Thursday, November 24, 2011

Data cleaning or cherry-picking?

Sometimes there's a fine line between data cleaning and cherry-picking your data.

My new favorite example of this is based on something Nassim Nicholas Taleb said at a talk at Penn (starting at 32 minutes in): that 92% of all kurtosis for silver in the last 40 years of trading could be traced to a single day; 83% of stock market kurtosis could also be traced to one day in 40 years.

One day in forty years is about 1/14,600 of all data. Such a disproportionate effect  might lead some "outlier hunters" to discard that one data point. After all, there are many data butchers (not scientists if they do this) who create arbitrary rules for outlier detection (say, more than four standard deviations away from the mean) and use them without thinking.

In the NNT case, however, that would be counterproductive: the whole point of measuring kurtosis (or, in his argument, the problem that kurtosis is not measurable in any practical way) is to hedge against risk correctly.
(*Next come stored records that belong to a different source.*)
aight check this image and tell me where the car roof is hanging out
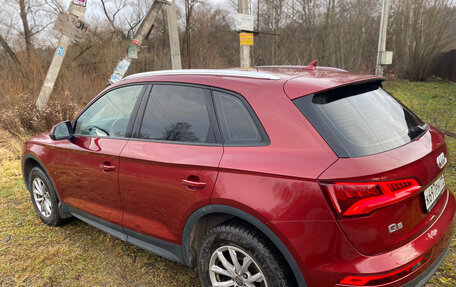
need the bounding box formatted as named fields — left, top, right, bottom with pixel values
left=118, top=66, right=382, bottom=100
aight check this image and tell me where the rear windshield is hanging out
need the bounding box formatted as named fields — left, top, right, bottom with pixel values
left=293, top=82, right=427, bottom=158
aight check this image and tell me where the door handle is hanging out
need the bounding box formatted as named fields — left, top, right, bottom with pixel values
left=181, top=179, right=206, bottom=190
left=99, top=162, right=116, bottom=172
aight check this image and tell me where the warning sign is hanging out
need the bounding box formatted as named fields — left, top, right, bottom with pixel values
left=236, top=13, right=255, bottom=32
left=240, top=33, right=254, bottom=46
left=73, top=0, right=87, bottom=6
left=128, top=44, right=138, bottom=59
left=54, top=12, right=89, bottom=42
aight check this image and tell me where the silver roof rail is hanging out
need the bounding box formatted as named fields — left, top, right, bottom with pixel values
left=257, top=65, right=348, bottom=72
left=123, top=69, right=281, bottom=81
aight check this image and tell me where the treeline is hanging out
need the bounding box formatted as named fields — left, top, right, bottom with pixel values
left=255, top=0, right=456, bottom=81
left=0, top=0, right=455, bottom=133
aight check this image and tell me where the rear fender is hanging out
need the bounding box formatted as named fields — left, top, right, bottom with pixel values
left=181, top=204, right=308, bottom=287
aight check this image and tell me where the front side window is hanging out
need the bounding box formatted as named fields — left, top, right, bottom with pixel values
left=139, top=85, right=215, bottom=144
left=75, top=85, right=143, bottom=138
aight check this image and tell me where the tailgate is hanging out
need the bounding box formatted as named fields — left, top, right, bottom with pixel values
left=319, top=127, right=448, bottom=255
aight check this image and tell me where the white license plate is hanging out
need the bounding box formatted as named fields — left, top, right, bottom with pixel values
left=423, top=174, right=446, bottom=212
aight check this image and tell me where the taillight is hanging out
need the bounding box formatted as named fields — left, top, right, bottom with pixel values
left=338, top=256, right=425, bottom=286
left=321, top=178, right=421, bottom=216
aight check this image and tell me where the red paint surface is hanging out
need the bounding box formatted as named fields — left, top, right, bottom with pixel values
left=54, top=136, right=128, bottom=226
left=119, top=140, right=222, bottom=243
left=320, top=127, right=449, bottom=256
left=270, top=190, right=455, bottom=286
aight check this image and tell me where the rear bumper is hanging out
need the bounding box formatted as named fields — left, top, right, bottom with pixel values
left=270, top=190, right=456, bottom=287
left=403, top=239, right=451, bottom=287
left=335, top=237, right=453, bottom=287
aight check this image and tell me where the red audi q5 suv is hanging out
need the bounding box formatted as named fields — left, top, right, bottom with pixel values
left=22, top=65, right=455, bottom=287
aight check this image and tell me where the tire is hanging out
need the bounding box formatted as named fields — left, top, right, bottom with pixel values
left=197, top=222, right=293, bottom=287
left=28, top=167, right=66, bottom=227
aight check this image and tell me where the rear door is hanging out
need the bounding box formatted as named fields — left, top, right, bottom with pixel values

Underestimating kurtosis will create ineffective hedges, so disposing of the "outlier" will undermine the whole point of the estimation.

In a recent research project I removed one data point from the analysis, deeming it an outlier. But I didn't do it because it was four standard deviations from the mean alone. I found it because it did show an aggregate behavior that was five standard deviations higher than the mean. Then I examined the disaggregate data and confirmed that this was anomalous behavior: the experimental subject had clicked several times on links and immediately clicked back, not even looking at the linked page. This temporally disaggregate behavior, not the aggregate measure of total clicks, was the reason why I deemed the datum an outlier, and excluded it from analysis.

Data cleaning is an important step in data analysis. We should take care to ensure that it's done correctly.